C’est ainsi (БотакЄ) a été publié en 2011 en Ukraine. C’est l’histoire d’un homme né dans les Carpates et entouré de la nature, le fils et le petit-fils qui découvre sa généalogie multinationale, le père qui en est fier et ne regrette pas son sang « mélangé et fantasque ». Le regret n’a pas de place là où l’histoire et les traditions sont présentes. Et toute cette Europe imaginée pourra bien apparaître dans les rêves et c’est ainsi…

• Serhiy Jadan Atlas des routes d’Ukraine.

La nouvelle fait partie du recueil Big Mac2 publié en 2006 par Serhiy Jadan (né en 1974 à Louhansk à l’Est de l’Ukraine), écrivain, poète, traducteur, organisateur de festivals littéraires, concerts etc.

C’est l’Ukraine orientale avec ses mines et usines abandonnées et mortes que suit son héros, accompagné d’un photographe autrichien. Proche des écrivains de la beat génération et de Jack Kerouack, Serhiy Jadan est un « routard » de l’Ukraine de l’Est, de Donbass. Malgré le noir et blanc des sites sans vie, la route inspire un certain ordre et représente le mouvement.

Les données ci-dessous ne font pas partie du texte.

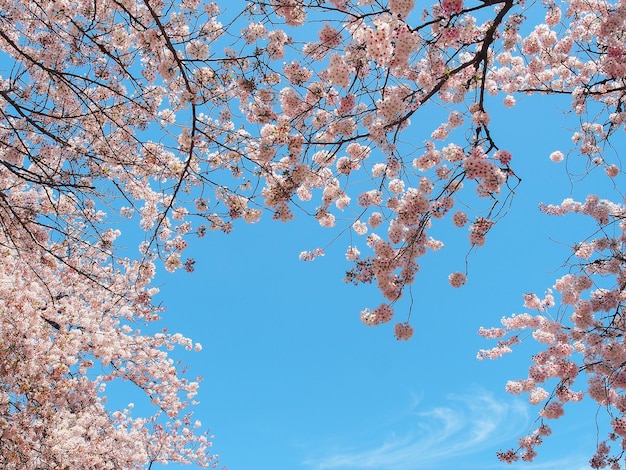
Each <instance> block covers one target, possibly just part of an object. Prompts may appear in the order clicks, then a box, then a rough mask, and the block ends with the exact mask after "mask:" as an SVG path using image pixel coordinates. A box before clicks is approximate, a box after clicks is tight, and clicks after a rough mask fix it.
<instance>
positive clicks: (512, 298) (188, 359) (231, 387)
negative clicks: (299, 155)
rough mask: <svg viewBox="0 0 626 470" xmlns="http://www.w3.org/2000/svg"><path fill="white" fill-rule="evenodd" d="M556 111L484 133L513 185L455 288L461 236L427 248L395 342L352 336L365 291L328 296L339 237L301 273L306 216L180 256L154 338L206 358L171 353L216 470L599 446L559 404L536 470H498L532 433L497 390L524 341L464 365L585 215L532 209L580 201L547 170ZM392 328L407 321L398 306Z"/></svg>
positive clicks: (472, 464)
mask: <svg viewBox="0 0 626 470" xmlns="http://www.w3.org/2000/svg"><path fill="white" fill-rule="evenodd" d="M497 100H499V98H498V99H494V103H495V101H497ZM557 104H566V102H561V103H556V102H555V101H551V100H550V99H548V98H546V97H540V98H533V99H531V98H527V99H525V98H522V99H521V100H520V102H519V106H517V107H516V108H513V109H512V110H505V111H502V112H501V113H500V112H499V113H498V118H499V119H500V120H499V121H495V118H494V121H495V122H494V123H493V126H492V134H493V135H494V136H495V137H496V138H498V140H499V142H500V143H501V144H502V145H503V147H505V148H507V149H509V150H511V151H512V152H513V154H514V160H513V165H514V168H515V170H516V172H517V174H518V175H519V176H520V177H521V178H522V180H523V182H522V185H521V186H520V187H519V188H518V190H517V191H516V193H517V195H516V198H515V200H514V204H513V207H512V209H511V211H510V213H509V214H508V215H507V217H506V218H505V219H504V220H502V221H501V222H500V223H499V224H498V225H497V226H496V227H495V228H494V229H493V230H492V231H491V232H490V233H489V235H488V239H487V244H486V245H485V246H484V247H483V248H481V249H479V250H477V251H475V252H472V254H471V255H470V256H469V279H468V283H467V285H466V286H464V287H463V288H461V289H458V290H455V289H452V288H451V287H450V286H449V284H448V281H447V275H448V274H449V273H450V272H452V271H456V270H463V268H464V256H465V254H466V252H467V249H468V245H467V238H466V234H465V232H464V231H463V230H459V229H456V230H453V229H448V230H443V231H442V232H441V233H439V234H438V236H440V237H441V238H442V239H443V240H444V242H446V247H445V248H444V249H442V250H441V251H439V252H437V253H433V254H429V255H427V256H426V257H425V258H424V259H423V260H422V269H421V272H420V274H419V276H418V278H417V281H416V285H415V287H414V289H413V296H414V301H415V305H414V310H413V313H412V318H411V320H412V324H413V326H414V327H415V336H414V337H413V338H412V340H411V341H409V342H408V343H405V342H402V343H399V342H397V341H396V340H395V339H394V337H393V331H392V325H385V326H381V327H371V328H368V327H366V326H365V325H363V324H362V323H361V322H360V320H359V312H360V310H361V309H362V308H364V307H368V306H369V307H371V306H376V305H378V303H379V302H380V297H379V296H378V294H377V292H376V291H375V288H374V287H373V286H364V287H355V286H352V285H348V284H345V283H344V282H343V280H342V279H343V273H344V271H345V270H346V269H347V268H348V267H349V265H348V263H347V262H346V261H345V258H344V257H343V253H344V250H345V248H346V246H347V245H348V241H347V240H345V239H339V240H337V241H335V242H334V244H333V245H331V247H330V248H329V250H328V252H327V255H326V256H325V257H322V258H318V259H317V260H315V261H313V262H302V261H300V260H299V259H298V254H299V253H300V251H302V250H308V249H312V248H314V247H316V246H323V245H325V244H326V242H327V241H329V240H331V239H332V238H333V237H334V235H335V233H334V232H332V231H329V230H328V229H322V228H320V227H318V226H317V223H316V222H315V221H311V220H309V219H306V218H304V217H298V216H297V217H296V220H295V221H293V222H291V223H288V224H282V223H279V222H273V221H271V220H269V218H266V220H263V221H262V222H260V223H259V224H257V225H254V226H246V225H244V224H240V225H237V226H236V228H235V230H234V231H233V232H232V233H231V234H230V235H224V234H221V233H210V234H209V235H208V236H207V237H206V238H205V239H202V240H198V241H193V242H192V243H191V247H190V250H191V251H190V254H191V255H193V256H194V257H195V258H196V259H197V265H196V271H195V272H194V273H193V274H188V273H184V272H180V273H176V274H174V275H169V274H162V275H161V276H160V277H159V278H158V281H157V282H158V283H161V293H160V295H159V299H160V300H161V301H162V302H163V303H164V304H165V305H166V306H167V307H168V310H167V312H166V313H165V314H164V317H163V324H164V325H167V326H168V327H169V328H170V330H171V331H174V330H176V331H180V332H182V333H184V334H186V335H188V336H191V337H192V338H193V339H194V341H198V342H200V343H202V345H203V350H202V351H201V352H200V353H189V354H181V357H182V358H183V360H184V361H185V362H186V363H188V364H189V365H190V372H189V373H190V375H191V376H194V375H202V376H204V378H205V380H204V381H203V383H202V385H201V390H200V394H199V399H200V401H201V404H200V405H199V406H198V407H197V410H196V415H197V417H198V418H199V419H201V420H202V422H203V425H204V426H208V427H210V429H211V431H212V432H213V433H214V434H215V436H216V437H215V441H214V450H215V452H216V453H219V454H220V455H221V463H222V464H224V465H227V466H228V468H229V469H230V470H265V469H268V470H269V469H279V470H282V469H285V470H300V469H302V470H325V469H334V470H348V469H358V470H366V469H376V470H392V469H393V470H403V469H406V470H414V469H440V470H444V469H452V468H454V469H458V468H464V469H465V468H467V469H472V468H476V469H487V468H496V469H497V468H529V469H533V470H534V469H542V468H546V469H548V468H549V469H554V468H568V469H583V468H588V464H587V462H588V459H589V458H590V457H591V455H592V454H593V451H594V449H595V442H596V431H595V424H594V417H595V413H596V408H595V407H594V406H593V404H591V403H588V402H584V403H583V404H572V405H569V406H567V407H566V416H565V417H564V418H561V419H560V420H558V421H557V422H554V423H552V424H553V429H554V431H555V432H554V435H553V436H552V437H550V438H548V439H547V440H546V442H545V443H544V445H543V446H541V448H540V449H539V457H538V458H537V459H536V461H535V462H534V463H532V464H519V465H513V466H509V465H505V464H501V463H499V462H498V461H497V459H496V456H495V453H496V451H498V450H505V449H508V448H510V447H513V446H515V444H516V441H517V438H518V437H521V436H522V435H524V434H525V433H526V432H527V431H528V430H530V429H531V428H533V422H534V420H535V416H536V412H537V411H538V410H537V408H536V407H532V406H530V405H529V404H528V403H527V401H526V398H525V397H524V396H521V397H517V396H511V395H508V394H507V393H506V392H505V391H504V385H505V383H506V381H507V380H509V379H512V380H514V379H519V378H525V377H526V373H527V367H528V364H529V359H530V354H531V353H532V351H534V350H535V349H534V348H535V345H534V344H533V342H532V340H530V341H527V342H525V343H524V344H522V345H521V346H520V347H519V348H518V349H517V350H516V351H515V352H514V353H513V354H512V355H509V356H507V357H504V358H502V359H500V360H498V361H482V362H481V361H478V360H477V359H476V353H477V351H478V350H479V349H481V348H490V347H492V346H493V345H494V344H492V343H490V342H489V341H487V340H485V339H483V338H481V337H479V336H478V334H477V330H478V328H479V327H480V326H485V327H490V326H498V325H499V321H500V318H501V317H502V316H505V315H509V314H511V313H522V312H523V311H525V310H524V308H523V305H522V304H523V301H522V294H523V293H525V292H529V291H534V292H536V293H538V294H541V293H543V292H544V290H545V289H546V288H549V287H551V286H552V285H553V284H554V281H555V279H556V278H557V277H558V273H559V271H558V269H559V267H560V266H561V264H562V263H563V261H564V260H565V258H566V257H567V256H568V255H569V254H570V249H569V248H568V245H570V244H572V243H574V242H576V241H579V240H581V239H582V238H583V237H582V236H577V234H583V235H588V234H589V233H591V229H592V225H591V224H590V223H589V222H588V221H587V220H584V219H583V218H582V217H576V216H569V217H566V218H549V217H547V216H545V215H543V214H541V213H540V212H539V211H538V209H537V204H538V203H539V202H546V203H559V202H561V201H562V200H563V198H565V197H574V198H579V199H580V198H584V196H585V194H586V191H585V188H582V189H580V190H579V189H578V187H577V186H574V188H576V191H575V192H574V191H572V186H571V183H570V180H569V178H568V177H567V173H566V171H565V166H564V165H565V163H561V164H555V163H552V162H551V161H550V160H549V159H548V155H549V154H550V153H551V152H552V151H553V150H555V149H557V148H561V149H563V150H564V151H565V150H568V149H570V148H571V147H572V144H571V141H570V133H569V131H567V130H564V129H563V128H564V127H570V128H571V126H573V122H574V121H572V120H570V119H566V117H565V116H564V115H563V114H562V113H561V110H560V109H558V106H557ZM425 127H430V123H429V126H425ZM423 138H426V136H424V137H423ZM504 142H506V145H505V144H504ZM572 158H573V159H574V160H572V162H570V163H569V165H570V169H572V170H575V166H576V163H575V162H576V160H575V159H576V158H577V157H576V155H573V156H572ZM578 158H580V157H578ZM607 180H608V178H607V177H606V176H604V174H603V173H602V174H599V175H598V177H597V179H594V177H593V175H592V176H591V177H590V178H588V179H587V180H586V182H585V184H586V185H587V186H589V187H590V188H592V189H594V190H596V191H602V190H603V188H607V187H608V186H607V184H606V183H607V182H608V181H607ZM585 184H583V186H585ZM396 314H397V316H398V319H399V320H403V319H404V318H403V317H402V315H403V314H405V312H404V311H403V310H402V309H401V308H398V309H397V312H396ZM392 323H393V322H392ZM583 385H584V384H583ZM601 437H602V438H603V434H602V433H601ZM169 468H171V466H170V467H169Z"/></svg>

C’est l’opposition entre ce mouvement et la stagnation qui charme autant d’Européens.

• Maria Matios Apocalypse

Maria Matios est née en 1959 dans le village de Roztoky de la région de Tchernivtsi à l’Ouest de l’Ukraine dans la famille des Houtsouls. Elle a reçu le Prix national Taras Chevtchenko pour son roman Daroussia la douce. En 2012, elle a participé aux Littératures Européennes à Cognac en partageant son amour culinaire et littéraire avec les Français.

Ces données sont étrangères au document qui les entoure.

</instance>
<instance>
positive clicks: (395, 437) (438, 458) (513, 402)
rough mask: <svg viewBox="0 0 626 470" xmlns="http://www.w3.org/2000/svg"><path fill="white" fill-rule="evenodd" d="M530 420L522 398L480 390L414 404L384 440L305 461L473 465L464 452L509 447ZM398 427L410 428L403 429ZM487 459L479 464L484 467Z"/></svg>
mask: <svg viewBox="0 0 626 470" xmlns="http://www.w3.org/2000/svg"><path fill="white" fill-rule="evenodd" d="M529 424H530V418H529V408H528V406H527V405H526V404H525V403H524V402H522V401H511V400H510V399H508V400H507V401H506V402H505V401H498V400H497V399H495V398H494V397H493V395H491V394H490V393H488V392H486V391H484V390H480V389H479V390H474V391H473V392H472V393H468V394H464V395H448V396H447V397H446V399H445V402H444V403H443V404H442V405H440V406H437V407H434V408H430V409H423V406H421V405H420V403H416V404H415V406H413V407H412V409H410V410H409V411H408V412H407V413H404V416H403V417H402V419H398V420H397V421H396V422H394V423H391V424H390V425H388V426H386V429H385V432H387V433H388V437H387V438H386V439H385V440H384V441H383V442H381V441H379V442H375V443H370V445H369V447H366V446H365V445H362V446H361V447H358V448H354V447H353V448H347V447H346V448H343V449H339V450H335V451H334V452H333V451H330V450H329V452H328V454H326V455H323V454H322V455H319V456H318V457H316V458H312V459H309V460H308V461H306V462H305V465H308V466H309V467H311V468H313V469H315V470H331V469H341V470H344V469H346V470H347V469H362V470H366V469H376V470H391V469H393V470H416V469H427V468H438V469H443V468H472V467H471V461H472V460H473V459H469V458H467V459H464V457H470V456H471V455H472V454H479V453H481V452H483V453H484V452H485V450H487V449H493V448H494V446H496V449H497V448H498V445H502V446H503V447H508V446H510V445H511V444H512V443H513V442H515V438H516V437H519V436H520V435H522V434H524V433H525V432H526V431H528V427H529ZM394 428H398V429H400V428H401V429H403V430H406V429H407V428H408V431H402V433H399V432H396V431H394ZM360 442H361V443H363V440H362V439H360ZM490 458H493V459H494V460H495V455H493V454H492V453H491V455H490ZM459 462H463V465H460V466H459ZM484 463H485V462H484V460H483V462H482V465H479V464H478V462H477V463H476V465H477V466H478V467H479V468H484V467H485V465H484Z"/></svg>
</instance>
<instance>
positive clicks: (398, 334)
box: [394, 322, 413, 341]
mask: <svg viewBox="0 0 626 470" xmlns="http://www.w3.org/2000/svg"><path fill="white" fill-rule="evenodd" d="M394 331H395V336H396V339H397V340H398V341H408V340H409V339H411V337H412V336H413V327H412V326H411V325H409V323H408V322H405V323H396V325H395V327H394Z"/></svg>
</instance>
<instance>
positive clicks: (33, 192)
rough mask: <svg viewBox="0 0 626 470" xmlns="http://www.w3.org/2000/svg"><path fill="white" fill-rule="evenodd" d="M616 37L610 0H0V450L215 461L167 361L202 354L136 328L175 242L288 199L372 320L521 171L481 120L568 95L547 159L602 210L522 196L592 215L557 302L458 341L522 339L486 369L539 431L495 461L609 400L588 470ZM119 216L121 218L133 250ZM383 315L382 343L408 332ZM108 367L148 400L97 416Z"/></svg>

Apocalypse est une des six nouvelles du cycle Nation paru en Ukraine en 2006. Apocalypse clôture notre recueil sur une note patriotique et multinationale, historique, avec son Résistance, triste, avec ce destin tragique de femme, d’homme, d’amour et de Destin. A travers l’histoire d’Esther, Matios nous décrit cette femme qui fait naître la nation. Une femme forte, faible, déchirée entre l’envie d’être heureuse et respectée, altruiste, seule, qui lutte pour préserver et partager ses traditions, rester fière et digne devant ce monde composé de gens avides d’histoires à raconter entre les voisins.

Maria Matios nous offre un vrai « petit » chef-d’œuvre, une nouvelle digne de ce nom.